What came back, unprompted, over and over, was a different product. They wanted to know what was about to happen to their market, not what was happening to one customer. A data lead at adidas explained that it takes nine months to produce a product, that they were then producing for winter 2026, and that when a shoe unexpectedly explodes it wrecks their supply chain. Someone at an Italian fast-fashion group told me their trends are now born on TikTok rather than on runways, and that the trend reports they buy don't cover what will explode next week.

Almost everyone was more interested in new audiences than in better understanding the customers they already had. "Here are a thousand people obsessed with streetwear who aren't yours yet" is a far easier sell than "here is more detail about your own list" — and it's the one thing our GTM structurally could not deliver, because our users came to us through the brands.

By the time we tiered the leads from the conferences, nearly every one of them was labelled consulting rather than software. We were being asked to be an insights agency.

Stopping

By July 2025 we decided to exit the fashion vertical entirely. We believed that the rich user-level behavioural data we had access to could only shine when used to hyperpersonalize the user experience, not when aggregated to understand a whole audience.

Fashion brands had a version of the problem we were trying to solve, but they needed more than just data or insights: they needed help turning those insights into revenue.
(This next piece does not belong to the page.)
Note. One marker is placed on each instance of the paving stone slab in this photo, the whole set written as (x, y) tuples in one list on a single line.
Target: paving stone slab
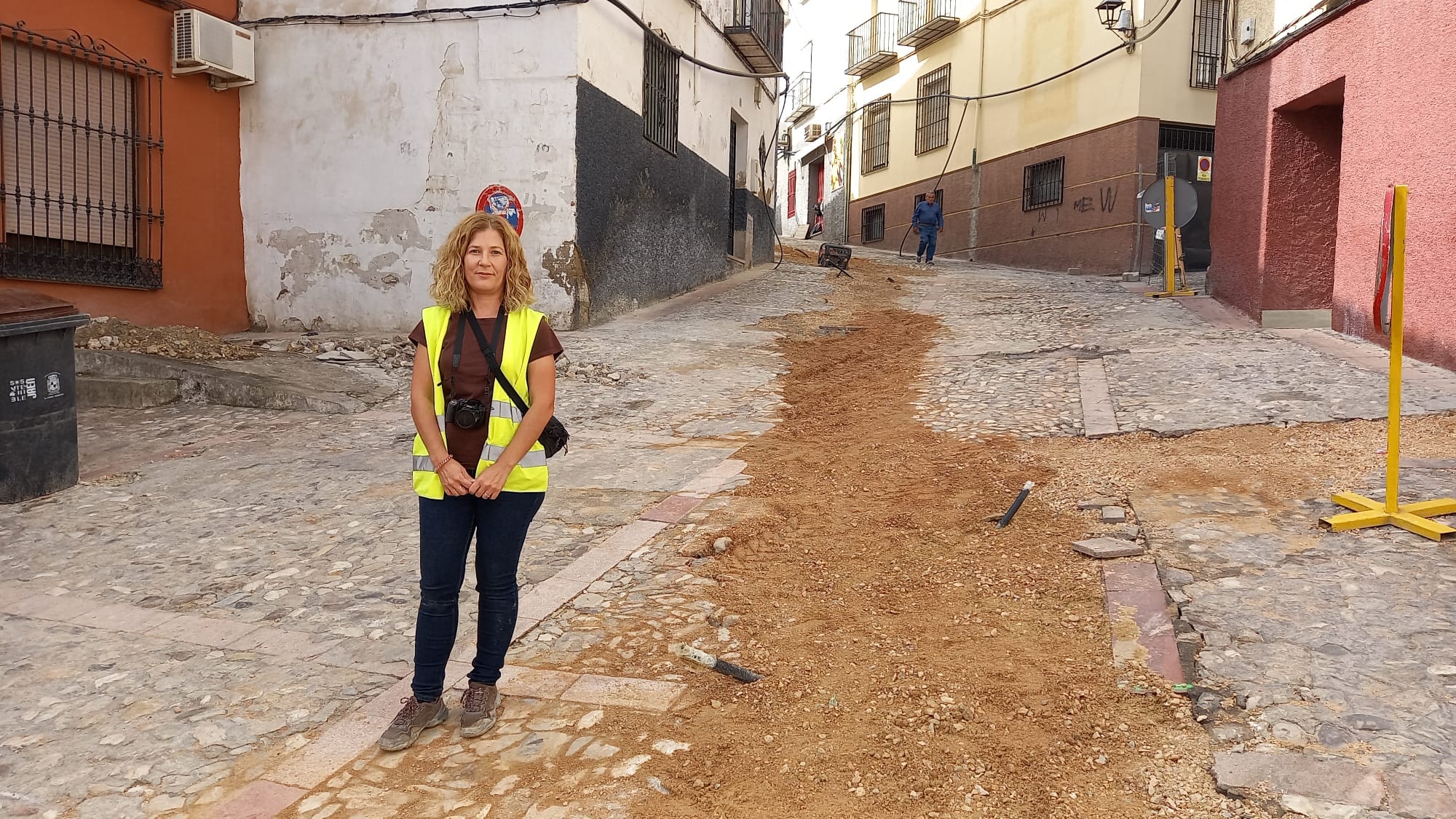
[(1109, 548), (1332, 780)]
To do that, we would have had to verticalise — not just provide user context, but force it into the legacy systems that actually drive their revenue (recommenders, newsletters, marketing, ...). If we had done that for one brand and shown the revenue uplift, everything downstream would have been a different conversation.

We decided not to. We saw consumer agents starting to pick up and decided we could not miss that wave by getting stuck with legacy systems. It felt principled at the time: we wanted to be a horizontal layer, not a fashion SaaS, and the new AI consumer companies were built around modern LLMs that could take full advantage of the rich context we were providing. But because we stayed horizontal, we were never able to deliver real value to the brands and retailers we were working with.

In August, the pace of change in consumer AI convinced us it was finally time to give this new market a try. That's when we pivoted and started turning this data into usable context for AI.